Etre attentif à ce qui est fécond en nous, et porter du fruit, ce n’est cependant pas si simple. Nous pouvons nous sentir asséchés, sans désir, stériles. C’est là qu’être chrétiens nous aide. Car ce que j’ai dit jusqu’à présent, vous pourriez le trouver dans de bons manuels de développement personnel, ou dans la bouche de psychologues. Ce que nous dit ce texte en plus, c’est que lorsque nous nous sentons asséchés, lorsque nous traversons des déserts, le Christ peut être la sève qui nous alimente en désir de vie. Pour cela, il faut lui laisser une place dans notre intimité, entrer en dialogue avec lui, le laisser nous écouter et nous parler. Permettre à Christ de nous alimenter, nous régénérer, cela peut passer par faire une pause lorsque nous sentons des émotions négatives s’emparer de nous, nous pousser à dire des paroles malveillantes que nous regretterons. S’arrêter, faire une pause, demander à Dieu de demeurer en nous, de nous apporter sa paix, sa lumière, sa façon de voir les autres avec indulgence et compassion. Laisser le Christ demeurer en nous, et nous, demeurer en lui.

pm 020521 3Arrêtons nous quelques instants sur cet image double de Demeurer : Christ demeure en nous, et nous en lui. Cette image est inconcevable dans la logique humaine. Si Christ demeure en nous, c’est que nous sommes plus grands que lui, et si nous demeurons en lui, c’est qu’il est plus grand que nous. Le système de mesure de Dieu n’est pas le nôtre. Lorsque Christ nous demande de demeurer en nous, cela nous élargit, cela nous épanouit, et en même temps, Christ nous invite à reconnaître notre petitesse, notre besoin de lui, ce qui nous permettra de nous abriter dans sa demeure. Le Christ nous donne la possibilité d’être proches de lui, proches sans être confondus avec lui, mais en dialogue confiant, avec quelqu’un de radicalement proche et radicalement autre, qui vient nous révéler ce que nous ne savons pas encore de nous-mêmes.
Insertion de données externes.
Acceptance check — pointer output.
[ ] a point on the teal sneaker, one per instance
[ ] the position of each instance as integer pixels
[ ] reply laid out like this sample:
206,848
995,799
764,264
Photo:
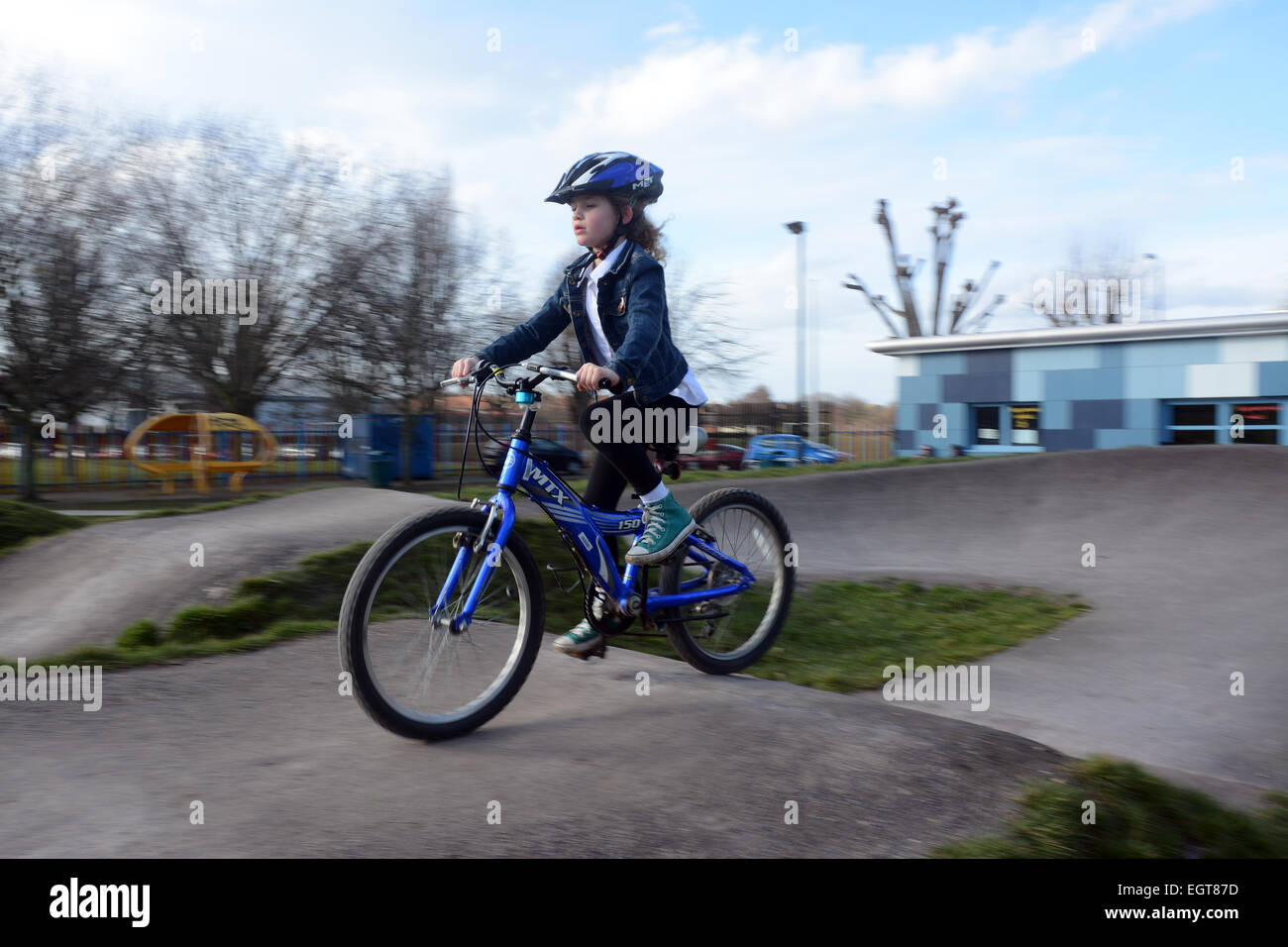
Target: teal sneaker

« Si vous gardez mes commandements, vous demeurerez dans mon amour. Voici mon commandement : aimez-vous les uns les autres comme je vous ai aimés. Vous êtes mes amis si vous faites ce que je vous commande ». Le terme de commandement peut évoquer l’ordre, la contrainte. Mais comme le propose le prêtre Jean-Marie Martin, il peut plutôt être traduit par : disposition, élan, ce qui met en route. Le Christ ne dit pas : tu dois, mais il donne la possibilité de faire. « Vous êtes mes amis si vous faites ce à quoi je vous ai disposés ». Amis, et non pas serviteurs. Aimer l’autre, même quand il n’est pas aimable, cela demande un certain effort, c’est un exercice. Aimer au sens de vouloir son bien, et même, en prendre soin, mais sans sacrifier pour autant le bien et le soin d’autres personnes, ni de nous-mêmes.

Alors, comme nous le dit Claire Hurni, « les liens que nous tissons dans l’amour et l’amitié, le regard de tendresse, l’attention d’un instant, la parole qui aide, la rancune oubliée, le petit geste répété, tout porte un fruit d’éternité, tout mène à la joie qui demeure ».

Amen.

Paule Moustier, le 2 mai 2021 à la Margelle à Montpellier.